Key Survey Information
Data Collection and Processing
Survey Quality Measures
Data Availability and Comparability
1. Survey Overview (2013 survey cycle)
- Purpose: The Survey of Science and Engineering Research Facilities is a congressionally mandated survey. It is the primary source of information on the amount and cost of space at science and engineering research facilities located at U.S. research-performing colleges and universities. The survey also collects information on computing and networking capacity for research and instructional activities. The survey is the basis of public data used by Congress, higher education associations, state governments, academia, and architectural and engineering firms.
- Data collection authority: The information is solicited under the authority of the National Science Foundation Act of 1950.
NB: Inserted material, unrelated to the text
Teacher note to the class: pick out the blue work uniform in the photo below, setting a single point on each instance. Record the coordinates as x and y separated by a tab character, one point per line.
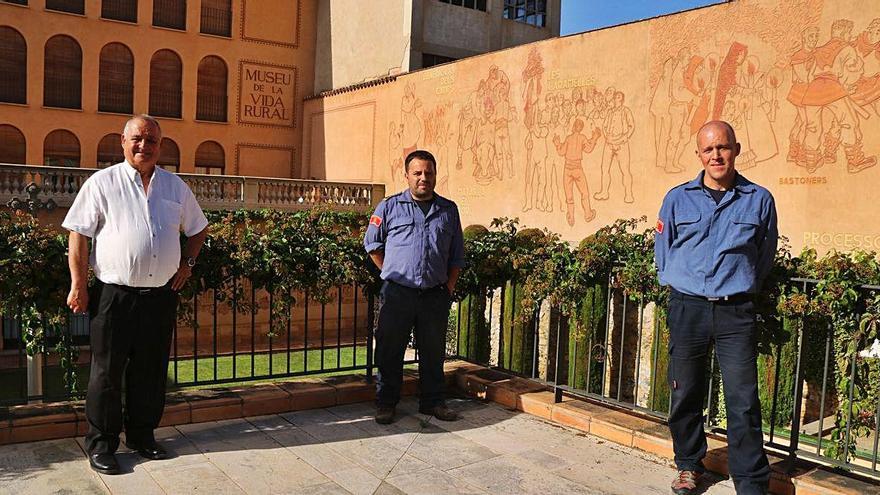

- Major changes to recent survey cycle: The following changes were made to Part 2 of the FY 2013 survey on Computing and Networking Capacity (for research and instructional activities).
- Question 1 on total bandwidth was modified to allow for more precise reporting of bandwidth.
- Question 2 on bandwidth through consortia was modified to clarify that Internet2 and National LambdaRail should not be considered consortia for the purposes of this question.
- Question 3 on connections to Internet2 and National LambdaRail was added.
- Question 4 on dark fiber was modified to clarify that indefeasible rights of use should be reported and to capture ownership of dark fiber for the next fiscal year.
- Questions 5 through 11 on centrally administered high-performance computing (HPC) was modified to include only systems that are 10 teraflops or faster.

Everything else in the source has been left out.